Firstly, we'll go over how we calculate ROCE. Second, we'll look at its ROCE compared to similar companies. Then we'll determine how its current liabilities are affecting its ROCE.
Return On Capital Employed (ROCE): What is it?
ROCE is a measure of a company's yearly pre-tax profit (its return), relative to the capital employed in the business. In general, businesses with a higher ROCE are usually better quality. Overall, it is a valuable metric that has its flaws. Author Edwin Whiting says to be careful when comparing the ROCE of different businesses, since 'No two businesses are exactly alike.
How Do You Calculate Return On Capital Employed?
Analysts use this formula to calculate return on capital employed:
Return on Capital Employed = Earnings Before Interest and Tax (EBIT) ÷ (Total Assets - Current Liabilities)
Or for Ormat Technologies:
0.067 = US$196m ÷ (US$3.3b - US$353m) (Based on the trailing twelve months to September 2019.)
So, Ormat Technologies has an ROCE of 6.7%.
Does Ormat Technologies Have A Good ROCE?
When making comparisons between similar businesses, investors may find ROCE useful. Using our data, Ormat Technologies's ROCE appears to be around the 6.1% average of the Renewable Energy industry. Aside from the industry comparison, Ormat Technologies's ROCE is mediocre in absolute terms, considering the risk of investing in stocks versus the safety of a bank account. It is possible that there are more rewarding investments out there.
Ormat Technologies's current ROCE of 6.7% is lower than 3 years ago, when the company reported a 10% ROCE. So investors might consider if it has had issues recently. You can click on the image below to see (in greater detail) how Ormat Technologies's past growth compares to other companies.

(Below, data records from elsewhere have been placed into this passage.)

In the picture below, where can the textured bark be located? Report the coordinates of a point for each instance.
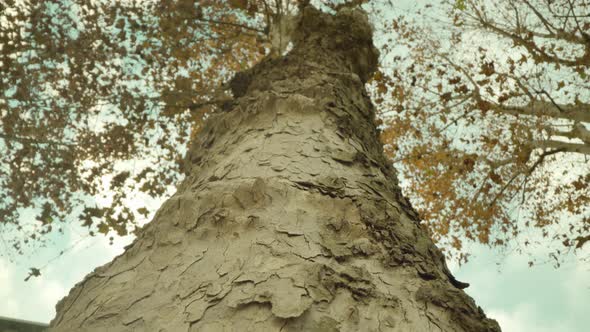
(289, 219)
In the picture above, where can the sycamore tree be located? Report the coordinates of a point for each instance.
(100, 99)
(487, 113)
(95, 94)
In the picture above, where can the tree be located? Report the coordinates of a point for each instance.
(89, 86)
(289, 217)
(489, 120)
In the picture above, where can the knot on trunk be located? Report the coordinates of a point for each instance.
(348, 34)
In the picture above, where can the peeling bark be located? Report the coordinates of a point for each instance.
(289, 219)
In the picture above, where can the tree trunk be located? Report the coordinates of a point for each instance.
(289, 219)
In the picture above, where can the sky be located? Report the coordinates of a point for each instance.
(521, 298)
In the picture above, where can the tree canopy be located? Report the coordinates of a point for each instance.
(488, 116)
(485, 111)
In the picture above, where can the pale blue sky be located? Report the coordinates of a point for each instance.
(522, 299)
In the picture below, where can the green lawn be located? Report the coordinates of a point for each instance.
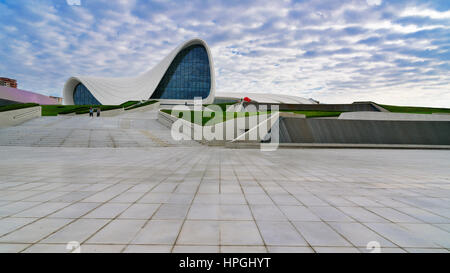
(414, 109)
(315, 114)
(17, 106)
(141, 104)
(189, 115)
(54, 110)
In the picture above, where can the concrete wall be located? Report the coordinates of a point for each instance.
(393, 116)
(15, 117)
(231, 129)
(297, 130)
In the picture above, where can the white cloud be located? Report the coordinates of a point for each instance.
(332, 51)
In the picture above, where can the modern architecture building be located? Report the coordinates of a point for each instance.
(186, 73)
(8, 82)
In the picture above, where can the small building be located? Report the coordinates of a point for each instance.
(8, 82)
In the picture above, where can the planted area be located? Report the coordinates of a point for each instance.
(190, 116)
(54, 110)
(415, 110)
(315, 114)
(17, 106)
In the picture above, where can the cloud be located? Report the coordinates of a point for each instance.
(334, 51)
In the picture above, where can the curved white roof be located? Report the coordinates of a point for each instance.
(266, 98)
(114, 91)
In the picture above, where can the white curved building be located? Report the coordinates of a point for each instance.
(186, 73)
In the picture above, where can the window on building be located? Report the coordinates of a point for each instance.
(188, 76)
(82, 96)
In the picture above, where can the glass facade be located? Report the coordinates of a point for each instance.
(82, 96)
(188, 76)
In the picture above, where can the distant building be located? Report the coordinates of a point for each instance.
(58, 99)
(8, 82)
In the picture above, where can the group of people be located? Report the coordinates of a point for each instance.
(91, 112)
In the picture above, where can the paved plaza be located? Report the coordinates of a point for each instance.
(139, 191)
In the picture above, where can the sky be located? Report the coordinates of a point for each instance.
(391, 52)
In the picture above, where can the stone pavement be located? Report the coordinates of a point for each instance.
(188, 198)
(128, 130)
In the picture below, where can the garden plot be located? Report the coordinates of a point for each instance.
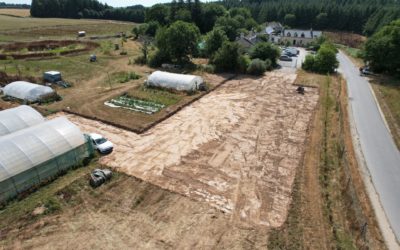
(237, 148)
(134, 104)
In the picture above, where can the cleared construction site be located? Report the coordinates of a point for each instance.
(236, 149)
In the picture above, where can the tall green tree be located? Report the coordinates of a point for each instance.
(214, 40)
(179, 41)
(382, 50)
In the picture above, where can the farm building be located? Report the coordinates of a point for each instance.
(27, 91)
(37, 154)
(15, 119)
(52, 76)
(178, 82)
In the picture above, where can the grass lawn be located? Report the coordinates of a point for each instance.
(16, 12)
(29, 29)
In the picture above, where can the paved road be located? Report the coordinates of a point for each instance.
(380, 152)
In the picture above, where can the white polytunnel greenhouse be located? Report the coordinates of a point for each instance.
(15, 119)
(27, 91)
(178, 82)
(38, 154)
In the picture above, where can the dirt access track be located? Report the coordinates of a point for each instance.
(237, 148)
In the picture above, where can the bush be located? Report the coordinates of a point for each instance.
(213, 41)
(157, 59)
(227, 57)
(257, 67)
(243, 64)
(268, 64)
(206, 68)
(324, 62)
(308, 64)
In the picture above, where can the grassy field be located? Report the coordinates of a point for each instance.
(30, 29)
(16, 12)
(329, 204)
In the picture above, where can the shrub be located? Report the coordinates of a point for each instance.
(308, 64)
(206, 68)
(257, 67)
(324, 62)
(159, 57)
(226, 58)
(243, 64)
(268, 64)
(213, 41)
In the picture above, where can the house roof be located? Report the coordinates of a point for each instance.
(301, 33)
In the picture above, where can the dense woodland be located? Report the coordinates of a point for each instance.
(359, 16)
(85, 9)
(13, 6)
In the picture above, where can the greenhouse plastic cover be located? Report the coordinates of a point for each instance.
(174, 81)
(26, 90)
(30, 147)
(15, 119)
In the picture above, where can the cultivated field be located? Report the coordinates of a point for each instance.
(16, 12)
(31, 29)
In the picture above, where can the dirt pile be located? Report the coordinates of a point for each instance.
(6, 79)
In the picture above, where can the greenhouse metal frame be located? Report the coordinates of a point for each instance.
(12, 120)
(38, 154)
(27, 91)
(178, 82)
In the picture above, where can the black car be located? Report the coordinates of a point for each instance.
(285, 58)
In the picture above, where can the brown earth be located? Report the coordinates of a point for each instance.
(128, 214)
(237, 148)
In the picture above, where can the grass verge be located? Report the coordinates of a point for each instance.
(330, 208)
(387, 90)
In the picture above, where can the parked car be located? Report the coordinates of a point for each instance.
(99, 176)
(285, 58)
(101, 144)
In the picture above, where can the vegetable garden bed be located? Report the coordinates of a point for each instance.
(134, 104)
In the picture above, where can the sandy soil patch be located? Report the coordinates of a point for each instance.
(237, 148)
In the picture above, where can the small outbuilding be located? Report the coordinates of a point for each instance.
(27, 91)
(52, 76)
(178, 82)
(15, 119)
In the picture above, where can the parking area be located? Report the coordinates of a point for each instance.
(237, 148)
(296, 62)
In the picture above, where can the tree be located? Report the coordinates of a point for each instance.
(179, 41)
(214, 40)
(159, 13)
(152, 28)
(290, 20)
(321, 20)
(229, 25)
(227, 57)
(257, 67)
(210, 13)
(264, 51)
(324, 62)
(382, 50)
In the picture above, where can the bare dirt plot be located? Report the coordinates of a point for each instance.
(237, 148)
(127, 214)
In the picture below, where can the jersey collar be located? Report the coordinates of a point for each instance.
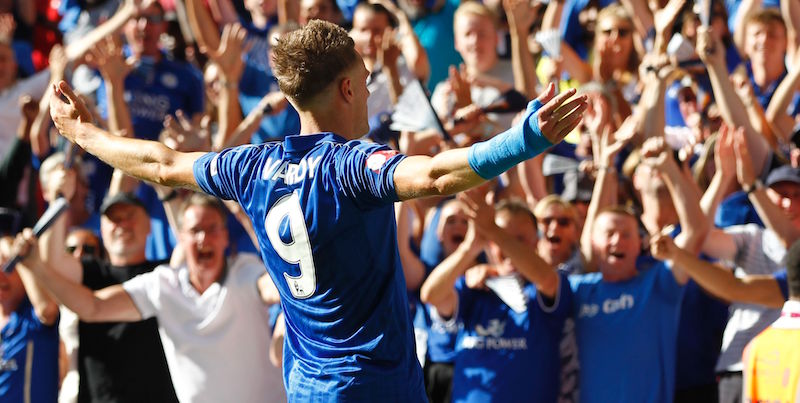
(308, 141)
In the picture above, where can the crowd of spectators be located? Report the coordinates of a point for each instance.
(635, 261)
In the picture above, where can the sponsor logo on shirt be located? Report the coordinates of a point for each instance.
(609, 306)
(490, 337)
(376, 160)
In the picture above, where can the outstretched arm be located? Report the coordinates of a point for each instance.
(111, 304)
(549, 118)
(148, 160)
(717, 280)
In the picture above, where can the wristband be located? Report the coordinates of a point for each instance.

When considering this metric, keep in mind that it is backwards looking, and not necessarily predictive. Companies in cyclical industries can be difficult to understand using ROCE, as returns typically look high during boom times, and low during busts. ROCE is only a point-in-time measure. Future performance is what matters, and you can see analyst predictions in our free report on analyst forecasts for the company.

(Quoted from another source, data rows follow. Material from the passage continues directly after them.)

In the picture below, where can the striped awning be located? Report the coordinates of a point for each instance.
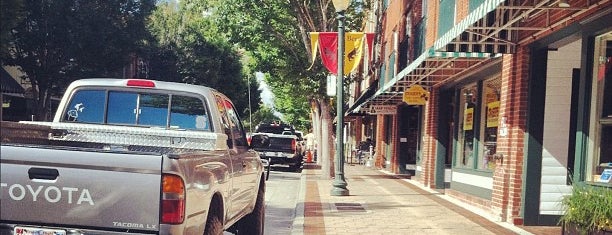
(429, 69)
(493, 28)
(478, 13)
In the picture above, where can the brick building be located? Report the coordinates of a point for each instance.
(519, 103)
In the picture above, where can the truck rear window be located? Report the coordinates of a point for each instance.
(137, 108)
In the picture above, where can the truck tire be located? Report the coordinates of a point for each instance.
(214, 226)
(253, 223)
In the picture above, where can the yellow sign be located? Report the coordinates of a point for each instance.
(415, 95)
(468, 119)
(493, 114)
(383, 109)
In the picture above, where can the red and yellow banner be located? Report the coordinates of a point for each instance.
(327, 43)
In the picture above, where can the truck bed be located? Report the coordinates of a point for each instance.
(57, 185)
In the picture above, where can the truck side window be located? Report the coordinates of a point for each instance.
(86, 106)
(188, 113)
(235, 125)
(122, 108)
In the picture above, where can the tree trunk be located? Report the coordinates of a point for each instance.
(41, 101)
(327, 142)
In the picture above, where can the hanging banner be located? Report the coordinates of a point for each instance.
(383, 109)
(493, 114)
(468, 119)
(328, 46)
(314, 44)
(353, 47)
(415, 95)
(327, 43)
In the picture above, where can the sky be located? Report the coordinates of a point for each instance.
(266, 94)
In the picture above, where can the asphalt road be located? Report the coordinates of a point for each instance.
(282, 189)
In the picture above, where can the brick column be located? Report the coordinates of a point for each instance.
(507, 182)
(394, 144)
(428, 157)
(380, 135)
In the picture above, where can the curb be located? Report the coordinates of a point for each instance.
(297, 228)
(464, 206)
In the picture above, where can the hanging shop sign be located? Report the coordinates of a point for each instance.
(415, 95)
(383, 109)
(493, 114)
(468, 119)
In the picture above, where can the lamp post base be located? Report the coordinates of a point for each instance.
(339, 188)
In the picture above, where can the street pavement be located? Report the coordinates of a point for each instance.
(282, 189)
(381, 203)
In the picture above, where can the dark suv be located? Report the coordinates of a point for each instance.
(279, 143)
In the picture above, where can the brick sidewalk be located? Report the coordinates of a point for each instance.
(383, 204)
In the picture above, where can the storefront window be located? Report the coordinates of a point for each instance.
(465, 145)
(488, 127)
(600, 156)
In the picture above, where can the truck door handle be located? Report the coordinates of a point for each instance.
(43, 173)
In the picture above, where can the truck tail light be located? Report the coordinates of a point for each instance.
(173, 199)
(141, 83)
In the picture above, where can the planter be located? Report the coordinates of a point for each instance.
(574, 229)
(588, 210)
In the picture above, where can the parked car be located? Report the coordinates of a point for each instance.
(129, 156)
(278, 143)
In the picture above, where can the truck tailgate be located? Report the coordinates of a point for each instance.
(75, 188)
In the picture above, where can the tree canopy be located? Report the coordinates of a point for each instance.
(191, 49)
(59, 41)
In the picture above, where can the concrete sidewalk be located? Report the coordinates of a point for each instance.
(381, 203)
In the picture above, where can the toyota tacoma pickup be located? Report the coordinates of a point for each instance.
(125, 156)
(279, 144)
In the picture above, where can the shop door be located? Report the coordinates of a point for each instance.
(408, 135)
(387, 142)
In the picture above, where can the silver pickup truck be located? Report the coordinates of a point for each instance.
(127, 156)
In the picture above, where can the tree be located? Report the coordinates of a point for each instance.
(60, 41)
(276, 34)
(189, 48)
(12, 13)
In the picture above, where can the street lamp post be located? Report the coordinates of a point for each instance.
(339, 184)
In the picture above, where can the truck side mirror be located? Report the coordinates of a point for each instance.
(260, 141)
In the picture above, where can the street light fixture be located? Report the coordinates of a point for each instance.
(339, 184)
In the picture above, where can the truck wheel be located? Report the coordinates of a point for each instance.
(214, 226)
(253, 223)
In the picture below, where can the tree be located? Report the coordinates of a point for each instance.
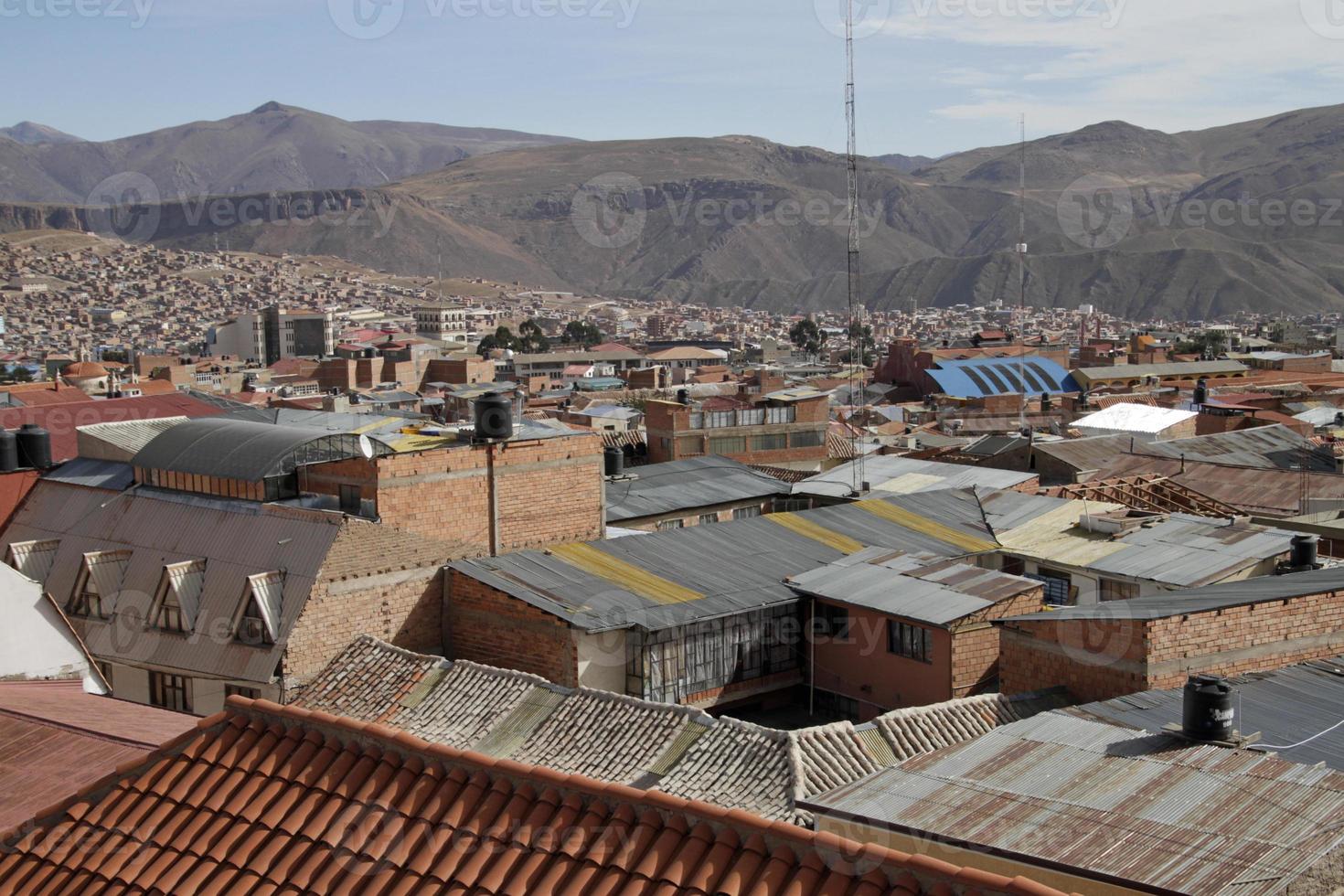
(808, 336)
(531, 338)
(582, 332)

Do Ormat Technologies's Current Liabilities Skew Its ROCE?
Current liabilities include invoices, such as supplier payments, short-term debt, or a tax bill, that need to be paid within 12 months. Due to the way ROCE is calculated, a high level of current liabilities makes a company look as though it has less capital employed, and thus can (sometimes unfairly) boost the ROCE. To counter this, investors can check if a company has high current liabilities relative to total assets.

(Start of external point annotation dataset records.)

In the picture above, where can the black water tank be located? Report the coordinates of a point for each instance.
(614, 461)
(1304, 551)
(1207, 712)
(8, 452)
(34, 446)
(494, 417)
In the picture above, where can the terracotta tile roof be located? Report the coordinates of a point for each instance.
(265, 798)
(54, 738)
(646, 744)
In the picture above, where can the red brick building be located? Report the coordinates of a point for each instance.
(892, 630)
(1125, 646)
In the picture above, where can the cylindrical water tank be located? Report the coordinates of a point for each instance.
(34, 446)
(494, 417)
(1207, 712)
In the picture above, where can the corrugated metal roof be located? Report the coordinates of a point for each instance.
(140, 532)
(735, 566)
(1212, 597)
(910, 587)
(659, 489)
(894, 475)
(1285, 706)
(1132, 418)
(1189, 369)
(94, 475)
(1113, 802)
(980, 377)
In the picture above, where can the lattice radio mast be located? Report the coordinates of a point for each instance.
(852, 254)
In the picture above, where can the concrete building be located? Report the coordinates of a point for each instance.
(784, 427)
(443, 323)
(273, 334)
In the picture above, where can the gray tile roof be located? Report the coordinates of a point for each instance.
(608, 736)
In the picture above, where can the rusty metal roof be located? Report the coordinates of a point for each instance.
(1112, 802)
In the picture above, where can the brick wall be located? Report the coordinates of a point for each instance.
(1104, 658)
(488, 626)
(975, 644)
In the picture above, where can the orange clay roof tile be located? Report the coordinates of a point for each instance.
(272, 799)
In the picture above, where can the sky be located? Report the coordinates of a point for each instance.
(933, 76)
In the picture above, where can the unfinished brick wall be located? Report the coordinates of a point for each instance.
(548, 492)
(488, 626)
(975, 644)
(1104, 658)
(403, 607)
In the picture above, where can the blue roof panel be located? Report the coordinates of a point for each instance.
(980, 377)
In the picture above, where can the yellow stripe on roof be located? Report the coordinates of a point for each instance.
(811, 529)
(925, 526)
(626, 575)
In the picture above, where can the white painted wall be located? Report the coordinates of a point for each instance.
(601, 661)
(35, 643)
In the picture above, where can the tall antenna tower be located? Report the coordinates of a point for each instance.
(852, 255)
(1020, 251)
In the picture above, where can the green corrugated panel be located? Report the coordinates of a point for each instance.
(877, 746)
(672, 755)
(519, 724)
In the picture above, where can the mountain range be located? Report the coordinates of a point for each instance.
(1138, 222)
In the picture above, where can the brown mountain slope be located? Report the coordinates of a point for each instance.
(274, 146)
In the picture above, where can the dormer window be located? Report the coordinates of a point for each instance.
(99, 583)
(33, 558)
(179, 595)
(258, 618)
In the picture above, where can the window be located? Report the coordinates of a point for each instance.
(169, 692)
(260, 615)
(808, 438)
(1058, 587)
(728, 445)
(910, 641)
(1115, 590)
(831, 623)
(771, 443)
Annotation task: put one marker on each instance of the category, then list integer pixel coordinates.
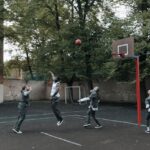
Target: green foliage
(45, 32)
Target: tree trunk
(1, 39)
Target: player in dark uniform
(55, 97)
(22, 108)
(147, 104)
(93, 107)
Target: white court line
(61, 139)
(34, 115)
(35, 119)
(116, 121)
(78, 116)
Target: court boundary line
(117, 121)
(76, 115)
(61, 139)
(33, 115)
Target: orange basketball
(78, 42)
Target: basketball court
(120, 129)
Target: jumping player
(55, 96)
(22, 108)
(147, 104)
(93, 107)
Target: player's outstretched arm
(84, 99)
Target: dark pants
(54, 103)
(92, 113)
(21, 117)
(148, 119)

Ormat Technologies has total assets of US$3.3b and current liabilities of US$353m. Therefore its current liabilities are equivalent to approximately 11% of its total assets. It is good to see a restrained amount of current liabilities, as this limits the effect on ROCE.
The Bottom Line On Ormat Technologies's ROCE
If Ormat Technologies continues to earn an uninspiring ROCE, there may be better places to invest. But note: make sure you look for a great company, not just the first idea you come across. So take a peek at this free list of interesting companies with strong recent earnings growth (and a P/E ratio below 20).
If you like to buy stocks alongside management, then you might just love this free list of companies. (Hint: insiders have been buying them).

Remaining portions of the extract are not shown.